Tous les chefs auxquels j’ai parlé de leur ordre de combat m’ont dit que les guerriers marchaient tout simplement autour de leur chef, et tiraient des coups de fusil. Au moment de l’assaut, ils poussent le cri répété de couâ ! couâ ! qui rappelle celui du canard ; les chefs brandissent en l’air leur sabre ou la hache de guerre qui sont les emblèmes de commandement.
La hache est généralement en argent et très mince ; elle est toujours renfermée dans un étui en peau de chat-tigre dont la queue est cousue après la poignée et sert d’ornement. Cette hache de parade est portée par un bilakoro.
Quelques chefs ont des pavillons : ce sont simplement des morceaux d’étoffe (du calicot ou de la guinée) noués à un bambou ou une tige de mil. Ces drapeaux ne sont pas des emblèmes, on n’attache aucune importance à leur prise, ils ne servent qu’aux ralliements.

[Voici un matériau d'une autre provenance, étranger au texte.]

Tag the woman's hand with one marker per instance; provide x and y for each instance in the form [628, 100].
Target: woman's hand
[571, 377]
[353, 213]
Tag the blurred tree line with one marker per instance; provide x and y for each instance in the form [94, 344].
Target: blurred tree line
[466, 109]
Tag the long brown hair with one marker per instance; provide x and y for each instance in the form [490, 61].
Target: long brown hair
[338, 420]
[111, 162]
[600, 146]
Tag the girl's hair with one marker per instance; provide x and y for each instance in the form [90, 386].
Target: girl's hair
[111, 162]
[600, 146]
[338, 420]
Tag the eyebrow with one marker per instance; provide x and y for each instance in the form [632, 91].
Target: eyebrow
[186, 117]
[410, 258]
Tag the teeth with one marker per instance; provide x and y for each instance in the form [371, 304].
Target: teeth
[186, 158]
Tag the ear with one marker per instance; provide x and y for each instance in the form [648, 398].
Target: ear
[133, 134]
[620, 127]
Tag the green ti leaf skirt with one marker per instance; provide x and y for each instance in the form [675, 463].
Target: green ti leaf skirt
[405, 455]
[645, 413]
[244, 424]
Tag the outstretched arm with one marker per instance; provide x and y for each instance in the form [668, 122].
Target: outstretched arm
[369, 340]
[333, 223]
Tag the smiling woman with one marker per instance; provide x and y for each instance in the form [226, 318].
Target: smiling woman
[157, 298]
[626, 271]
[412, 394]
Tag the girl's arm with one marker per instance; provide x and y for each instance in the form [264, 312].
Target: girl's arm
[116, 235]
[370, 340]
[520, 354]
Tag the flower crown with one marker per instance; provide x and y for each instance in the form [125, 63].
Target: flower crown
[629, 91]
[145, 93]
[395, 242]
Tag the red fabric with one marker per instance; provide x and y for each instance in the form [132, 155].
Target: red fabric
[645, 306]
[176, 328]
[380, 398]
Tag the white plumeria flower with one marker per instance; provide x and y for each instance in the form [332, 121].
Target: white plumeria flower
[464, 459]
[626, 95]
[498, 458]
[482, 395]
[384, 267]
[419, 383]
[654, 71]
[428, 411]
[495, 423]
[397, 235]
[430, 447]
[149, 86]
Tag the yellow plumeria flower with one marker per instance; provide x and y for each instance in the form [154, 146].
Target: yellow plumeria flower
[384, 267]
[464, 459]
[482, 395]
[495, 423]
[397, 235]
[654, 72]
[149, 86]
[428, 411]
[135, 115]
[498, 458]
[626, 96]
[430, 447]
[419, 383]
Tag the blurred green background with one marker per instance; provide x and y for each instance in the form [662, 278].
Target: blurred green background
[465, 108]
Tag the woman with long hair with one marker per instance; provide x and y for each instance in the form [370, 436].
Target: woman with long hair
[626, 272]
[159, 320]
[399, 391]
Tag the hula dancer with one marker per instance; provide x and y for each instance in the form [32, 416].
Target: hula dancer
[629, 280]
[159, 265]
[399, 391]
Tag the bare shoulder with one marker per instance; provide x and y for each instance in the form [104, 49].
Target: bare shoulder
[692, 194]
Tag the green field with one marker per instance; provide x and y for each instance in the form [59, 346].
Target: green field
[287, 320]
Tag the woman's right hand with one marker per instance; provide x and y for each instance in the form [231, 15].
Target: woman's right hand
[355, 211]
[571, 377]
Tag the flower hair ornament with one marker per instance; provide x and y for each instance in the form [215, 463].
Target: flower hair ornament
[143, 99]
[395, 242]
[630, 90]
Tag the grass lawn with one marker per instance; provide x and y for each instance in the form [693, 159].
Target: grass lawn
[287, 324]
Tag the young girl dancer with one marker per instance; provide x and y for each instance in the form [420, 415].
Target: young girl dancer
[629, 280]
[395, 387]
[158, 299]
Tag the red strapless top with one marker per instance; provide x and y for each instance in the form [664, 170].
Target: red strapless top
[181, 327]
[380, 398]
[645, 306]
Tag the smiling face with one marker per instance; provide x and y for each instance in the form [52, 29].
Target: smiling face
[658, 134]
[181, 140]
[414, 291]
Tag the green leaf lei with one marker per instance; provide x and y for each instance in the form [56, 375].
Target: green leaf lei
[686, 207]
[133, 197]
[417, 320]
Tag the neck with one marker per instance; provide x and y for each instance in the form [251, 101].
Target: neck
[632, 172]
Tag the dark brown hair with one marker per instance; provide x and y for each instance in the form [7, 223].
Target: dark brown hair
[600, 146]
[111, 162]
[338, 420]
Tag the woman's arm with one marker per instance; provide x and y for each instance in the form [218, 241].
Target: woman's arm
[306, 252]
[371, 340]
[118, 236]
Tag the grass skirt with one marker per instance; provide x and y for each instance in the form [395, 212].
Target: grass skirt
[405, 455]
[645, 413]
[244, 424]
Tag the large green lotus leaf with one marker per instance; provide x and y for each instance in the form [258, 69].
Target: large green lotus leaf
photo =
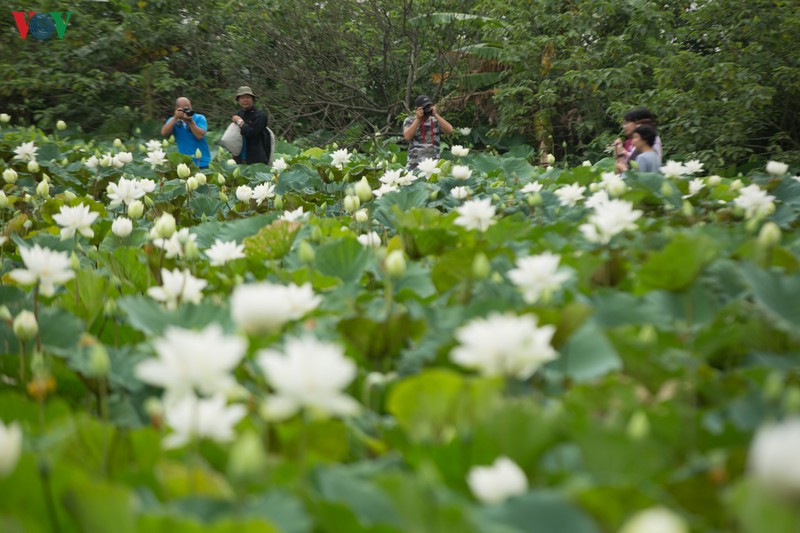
[59, 330]
[128, 266]
[343, 258]
[452, 268]
[539, 511]
[175, 524]
[234, 230]
[423, 507]
[517, 428]
[343, 485]
[509, 229]
[204, 203]
[271, 242]
[778, 295]
[431, 405]
[179, 480]
[92, 288]
[299, 179]
[147, 315]
[381, 339]
[616, 308]
[99, 507]
[757, 510]
[587, 355]
[678, 264]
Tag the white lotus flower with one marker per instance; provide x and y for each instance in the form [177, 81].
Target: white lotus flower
[531, 188]
[264, 307]
[461, 172]
[122, 227]
[26, 152]
[292, 216]
[391, 177]
[773, 458]
[279, 165]
[609, 219]
[340, 157]
[244, 193]
[178, 286]
[10, 447]
[476, 214]
[263, 191]
[600, 197]
[695, 186]
[570, 195]
[655, 520]
[384, 189]
[152, 145]
[674, 169]
[308, 374]
[755, 201]
[428, 167]
[124, 190]
[407, 179]
[693, 167]
[538, 276]
[504, 345]
[498, 482]
[75, 219]
[777, 169]
[45, 266]
[370, 239]
[459, 193]
[458, 150]
[156, 157]
[192, 418]
[222, 252]
[193, 362]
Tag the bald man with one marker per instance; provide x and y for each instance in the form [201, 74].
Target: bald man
[189, 129]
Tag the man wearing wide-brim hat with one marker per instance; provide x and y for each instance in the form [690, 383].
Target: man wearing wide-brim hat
[253, 124]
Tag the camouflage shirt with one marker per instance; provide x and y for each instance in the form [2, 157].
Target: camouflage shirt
[425, 143]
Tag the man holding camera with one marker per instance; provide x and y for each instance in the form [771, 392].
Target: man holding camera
[423, 132]
[189, 129]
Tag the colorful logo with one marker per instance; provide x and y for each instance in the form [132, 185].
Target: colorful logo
[41, 25]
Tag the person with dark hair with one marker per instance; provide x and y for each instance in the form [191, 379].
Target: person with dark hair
[423, 132]
[643, 138]
[189, 129]
[253, 124]
[626, 152]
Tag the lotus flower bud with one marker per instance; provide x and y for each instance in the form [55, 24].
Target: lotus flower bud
[135, 209]
[10, 175]
[183, 171]
[395, 263]
[351, 204]
[306, 252]
[25, 326]
[43, 189]
[363, 190]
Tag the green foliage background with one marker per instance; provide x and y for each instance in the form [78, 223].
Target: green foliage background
[723, 76]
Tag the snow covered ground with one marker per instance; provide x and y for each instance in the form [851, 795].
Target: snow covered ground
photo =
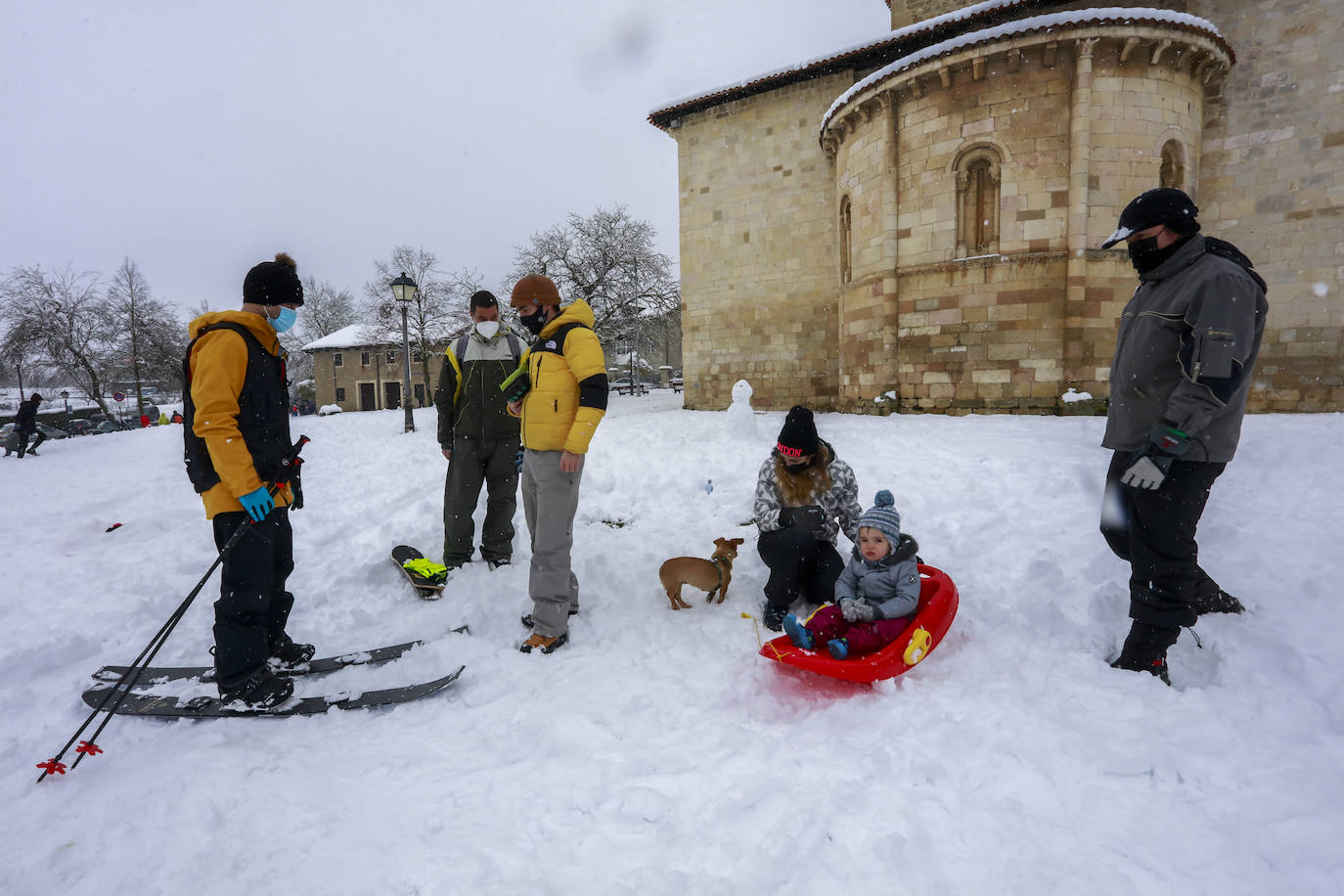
[657, 752]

Le noir de ces régions ignore le sentiment d’honneur des peuples civilisés pour leur drapeau, et jamais il ne se fait tuer pour lui.
Les guerriers de Samory semblent avoir emprunté le pavillon aux troupes toucouleur d’Ahmadou, chef du Nioro, qui, d’après ce que nous apprend Mage, ont un semblant d’organisation.
Les instruments servant aux sonneries sont très variés ; les griots[24] tirent des sons de toutes les cornes d’animaux. La plus répandue est le boudofo (corne de dagué, sorte d’antilope) qui est simplement percée d’un trou près de l’extrémité, et le bourou, instrument donnant à peu près les mêmes sons et disposé de la même manière, avec cette différence qu’il est fabriqué avec une défense d’éléphant.
Les sonneries que l’on peut faire à l’aide de ces instruments sont naturellement très limitées, j’en ai toujours entendu tirer les mêmes sons, cependant ils sont très facilement compris, vu que le matin de bonne heure cela veut dire « En route ! » et le soir « Halte ! nous campons ici ».
Un tabala et ses deux porteurs.
Le vrai instrument avec lequel on peut donner des ordres est le tabala, que nous pouvons comparer à notre tambour.